Perhaps "wash up" is too strong a word, since it would take more than one bad movie to completely destroy the career of someone as popular as DiCaprio.
Or perhaps not, since this superficial, pretentious adaptation of Alex Garland's novel is pretty awful filmmaking. The obvious swipes of material from "Lord of the Flies," "Lost Horizon" and "The Blue Lagoon" are bad enough, but when the story takes a turn toward "Apocalypse Now" (you have to see it to believe it), things get downright laughable.
Of course, it's not as if DiCaprio is the only one sticking out his neck here. Director Danny Boyle has been looking for something anything to follow up his indie hit "Trainspotting." And while "The Beach" is not quite as bad as Boyle's previous film, "A Life Less Ordinary," it comes pretty close.

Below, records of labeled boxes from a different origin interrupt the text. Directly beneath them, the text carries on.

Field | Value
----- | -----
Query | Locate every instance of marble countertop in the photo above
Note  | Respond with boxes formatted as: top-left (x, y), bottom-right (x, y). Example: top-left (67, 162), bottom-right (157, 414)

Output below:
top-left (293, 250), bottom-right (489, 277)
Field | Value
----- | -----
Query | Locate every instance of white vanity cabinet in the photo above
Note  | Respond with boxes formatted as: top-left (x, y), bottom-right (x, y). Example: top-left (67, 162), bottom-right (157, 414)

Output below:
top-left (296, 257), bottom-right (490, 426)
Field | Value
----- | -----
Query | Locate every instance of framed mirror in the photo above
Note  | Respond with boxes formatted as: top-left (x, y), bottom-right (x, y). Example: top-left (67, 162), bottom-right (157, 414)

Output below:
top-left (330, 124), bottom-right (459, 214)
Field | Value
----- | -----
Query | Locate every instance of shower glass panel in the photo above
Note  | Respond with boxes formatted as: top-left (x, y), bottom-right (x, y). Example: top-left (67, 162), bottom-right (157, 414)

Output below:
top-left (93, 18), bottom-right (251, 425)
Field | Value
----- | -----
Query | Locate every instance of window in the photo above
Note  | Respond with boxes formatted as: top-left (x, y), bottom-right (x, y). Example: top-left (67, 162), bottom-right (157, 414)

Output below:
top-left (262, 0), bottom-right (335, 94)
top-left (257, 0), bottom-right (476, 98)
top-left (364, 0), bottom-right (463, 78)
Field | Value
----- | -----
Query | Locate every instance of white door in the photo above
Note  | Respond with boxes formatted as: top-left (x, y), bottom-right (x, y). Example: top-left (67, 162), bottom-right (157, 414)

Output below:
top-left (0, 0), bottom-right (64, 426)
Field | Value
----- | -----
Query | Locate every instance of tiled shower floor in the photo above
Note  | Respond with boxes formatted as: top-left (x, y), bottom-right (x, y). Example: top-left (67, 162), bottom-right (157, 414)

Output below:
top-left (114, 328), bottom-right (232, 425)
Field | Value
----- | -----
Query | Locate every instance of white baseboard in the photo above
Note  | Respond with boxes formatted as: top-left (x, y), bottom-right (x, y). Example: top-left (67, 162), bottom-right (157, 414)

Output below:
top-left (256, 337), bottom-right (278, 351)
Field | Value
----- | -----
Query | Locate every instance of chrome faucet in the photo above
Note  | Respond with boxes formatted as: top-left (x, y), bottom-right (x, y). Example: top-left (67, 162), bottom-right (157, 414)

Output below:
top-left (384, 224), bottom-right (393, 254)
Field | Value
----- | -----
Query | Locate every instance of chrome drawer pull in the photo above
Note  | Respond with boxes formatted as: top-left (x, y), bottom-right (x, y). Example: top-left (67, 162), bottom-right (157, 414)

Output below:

Still, the person with his name above the title is DiCaprio, who stars as Richard, a bored American twentysomething looking for a new thrill in Thailand. As it turns out, adventure comes looking for him in the person of Daffy (played by over-the-top Robert Carlyle), an apparently whacked-out Scotsman with a preposterous tale to tell about a nearby island paradise.
And after they make the perilous journey, they discover the real truth: that there really is such an island, and it has two thriving communities one comprised of fellow thrill seekers and the other made up of Thai drug traffickers.
The trio quickly falls in with the hedonists, who are led by the charismatic and enigmatic Sal (Tilda Swinton). And while they are happy for a time, the whole island's delicate balance is threatened by petty jealousies, encroachments from the "real" world and Richard's increasingly manic behavior.